Yeung F, Levinson S F, Parker K J
Department of Electrical Engineering, University of Rochester, NY 14642, USA.
Ultrasound Med Biol. 1998 Mar;24(3):427-41. doi: 10.1016/s0301-5629(97)00281-0.
A multilevel motion model-based approach to ultrasonic speckle tracking has been developed that addresses the inherent trade-offs associated with traditional single-level block matching (SLBM) methods. The multilevel block matching (MLBM) algorithm uses variable matching block and search window sizes in a coarse-to-fine scheme, preserving the relative immunity to noise associated with the use of a large matching block while preserving the motion field detail associated with the use of a small matching block.

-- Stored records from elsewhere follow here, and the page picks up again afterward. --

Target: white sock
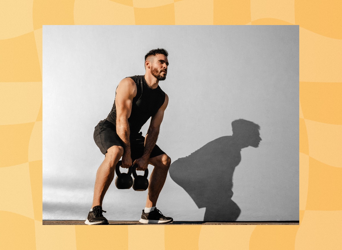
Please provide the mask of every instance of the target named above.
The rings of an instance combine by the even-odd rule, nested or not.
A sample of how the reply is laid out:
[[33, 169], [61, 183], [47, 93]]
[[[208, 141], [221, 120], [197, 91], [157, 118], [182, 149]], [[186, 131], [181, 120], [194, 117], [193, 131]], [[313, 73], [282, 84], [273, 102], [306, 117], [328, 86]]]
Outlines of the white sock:
[[144, 212], [145, 213], [149, 213], [151, 211], [153, 211], [154, 210], [154, 209], [155, 208], [155, 207], [145, 207], [145, 209], [144, 210]]

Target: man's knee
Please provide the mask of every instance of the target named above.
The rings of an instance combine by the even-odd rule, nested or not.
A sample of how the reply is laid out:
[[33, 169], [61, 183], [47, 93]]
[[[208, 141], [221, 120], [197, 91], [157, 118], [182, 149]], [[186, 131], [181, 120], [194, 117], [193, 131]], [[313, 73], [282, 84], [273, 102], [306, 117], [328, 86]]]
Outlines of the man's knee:
[[163, 167], [169, 169], [171, 165], [171, 158], [166, 154], [163, 155], [161, 157], [161, 164]]
[[107, 150], [106, 157], [110, 159], [120, 158], [123, 154], [123, 148], [121, 146], [112, 146]]

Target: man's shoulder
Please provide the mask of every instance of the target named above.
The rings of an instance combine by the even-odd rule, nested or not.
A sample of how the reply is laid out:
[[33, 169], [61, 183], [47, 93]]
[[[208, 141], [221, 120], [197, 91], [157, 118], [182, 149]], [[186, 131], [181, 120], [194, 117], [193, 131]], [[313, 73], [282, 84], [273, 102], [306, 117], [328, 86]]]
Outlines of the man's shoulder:
[[131, 78], [131, 79], [134, 81], [136, 83], [137, 83], [139, 82], [142, 79], [142, 78], [143, 76], [143, 75], [135, 75], [132, 77], [127, 77], [125, 78]]

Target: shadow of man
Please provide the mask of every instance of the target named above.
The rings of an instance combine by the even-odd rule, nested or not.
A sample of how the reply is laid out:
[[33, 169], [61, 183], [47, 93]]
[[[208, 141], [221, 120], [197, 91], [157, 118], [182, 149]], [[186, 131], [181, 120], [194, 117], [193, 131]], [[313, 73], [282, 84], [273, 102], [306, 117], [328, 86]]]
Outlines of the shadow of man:
[[257, 148], [259, 125], [242, 119], [232, 123], [233, 134], [208, 142], [171, 164], [171, 178], [189, 194], [199, 208], [206, 207], [204, 221], [235, 221], [241, 212], [231, 199], [233, 176], [241, 161], [241, 149]]

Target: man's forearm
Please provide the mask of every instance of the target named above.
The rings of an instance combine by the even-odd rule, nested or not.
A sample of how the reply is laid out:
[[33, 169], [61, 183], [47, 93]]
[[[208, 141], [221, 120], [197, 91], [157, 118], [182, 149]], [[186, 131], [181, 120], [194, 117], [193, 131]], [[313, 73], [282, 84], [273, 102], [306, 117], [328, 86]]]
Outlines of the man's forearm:
[[124, 144], [123, 150], [125, 153], [131, 154], [131, 146], [129, 141], [129, 125], [127, 121], [116, 121], [116, 133]]
[[156, 145], [157, 139], [159, 134], [159, 128], [149, 128], [145, 137], [145, 145], [144, 149], [144, 155], [147, 158], [149, 158], [150, 155]]

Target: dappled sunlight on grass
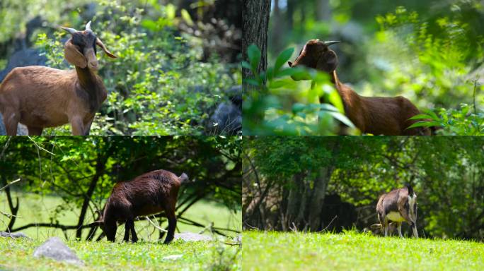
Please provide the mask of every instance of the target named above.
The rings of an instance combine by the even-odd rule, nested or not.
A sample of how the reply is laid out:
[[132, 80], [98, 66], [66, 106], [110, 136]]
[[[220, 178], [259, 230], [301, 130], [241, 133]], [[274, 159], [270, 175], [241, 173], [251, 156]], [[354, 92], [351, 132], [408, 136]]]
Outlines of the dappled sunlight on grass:
[[483, 270], [484, 243], [344, 234], [245, 231], [246, 270]]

To decrease further the sensitivity of the multilevel approach to noise, speckle decorrelation and false matches, a smooth motion model-based block matching (SMBM) algorithm has been implemented that takes into account the spatial inertia of soft tissue elements. The new algorithms were compared to SLBM through a series of experiments involving manual translation of soft tissue phantoms, motion field computer simulations of rotation, compression and shear deformation, and an experiment involving contraction of human forearm muscles. Measures of tracking accuracy included mean squared tracking error, peak signal-to-noise ratio (PSNR) and blinded observations of optical flow. Measures of tracking efficiency included the number of sum squared difference calculations and the computation time. In the phantom translation experiments, the SMBM algorithm successfully matched the accuracy of SLBM using both large and small matching blocks while significantly reducing the number of computations and computation time when a large matching block was used. For the computer simulations, SMBM yielded better tracking accuracies and spatial resolution when compared with SLBM using a large matching block. For the muscle experiment, SMBM outperformed SLBM both in terms of PSNR and observations of optical flow. We believe that the smooth motion model-based MLBM approach represents a meaningful development in ultrasonic soft tissue motion measurement.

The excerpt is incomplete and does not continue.